– Помнишь Маркесону?

– А Флоринду?

Сначала сексуальные новшества в «Касбе», а затем – по мере того как 6-й флот США, время от времени заходивший в Барселонский порт, оказывал все большее действие на Рамблас своей идеологией и долларами – и психоделическое искусство в «Джаз-Колумбе».

– «Касбу» закрыли, и все они куда-то подевались.

– Флоринда время от времени появляется. Похожа на Бетт Дейвис, только в ней чувствуется мужское начало.

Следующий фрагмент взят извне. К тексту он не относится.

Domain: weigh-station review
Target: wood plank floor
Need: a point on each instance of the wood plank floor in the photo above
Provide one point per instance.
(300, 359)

Пережитое вспоминалось с волнением, а когда прошли ресторан «Амайя» – вынесенные на улицу столики были заняты все до одного пестрой публикой, – сердце сжалось и перехватило дыхание: они входили в преддверие прошлого, приближались к некогда так их манившей «Касбе», ныне нареченной «Капабланкой». Как и все здешние завсегдатаи – архитекторы, адвокаты, экономисты, а среди них молодой депутат или старый сенатор, актрисы и актеры театра, становившегося с каждым днем все более независимым, ведущие телепрограмм, репортеры вечерних газет, с авторучками, в которые вмонтированы крошечные фонарики, – они шли сюда в поисках того, что некогда было утрачено, а ныне вновь обреталось ими: островка, чудесным образом вновь появившегося в тесной архитектуре припортового города, подобно цветку зла, возросшему среди того, что могло быть, но не стало здешней Уолл-стрит конца прошлого века, среди этих псевдоафинских декораций, рожденных своим временем, а ныне превратившихся в развалины. Все – черно-белое, и два швейцара, точно арлекины в стиле art déco,[20] один – негр из Сенегала и другой – викинг, изваянный из айсберга, на фоне кроваво-красного бархатного занавеса, а дальше, стоит раздвинуть занавес, открывался амфитеатр: черно-белые ряды столиков, настольные лампы под стеклянными колпаками с профилями застывших в пении женщин; черные трубы перил заканчивались проволочным силуэтом девушки, пьющей мартини; пять десятков узких ящичков-радиоприемников образца тысяча девятьсот сорокового года, забальзамированных свежим лаком, с пожелтевшим диском-шкалой, из плексигласа, последний крик моды 1945 года. Но главное – это публика, как на выставке, заполнившая все, до самого пятачка в центре, где конферансье, незаконнорожденный сын предпоследнего Бурбона, улыбался в молочно-белом луче прожектора улыбкой, судя по всему, неважно оплачиваемой. Для Шуберта был заказан столик в пятом ряду амфитеатра, и, пока они поднимались, Шуберт становился все беспокойнее – столько знакомых лиц и имен вокруг.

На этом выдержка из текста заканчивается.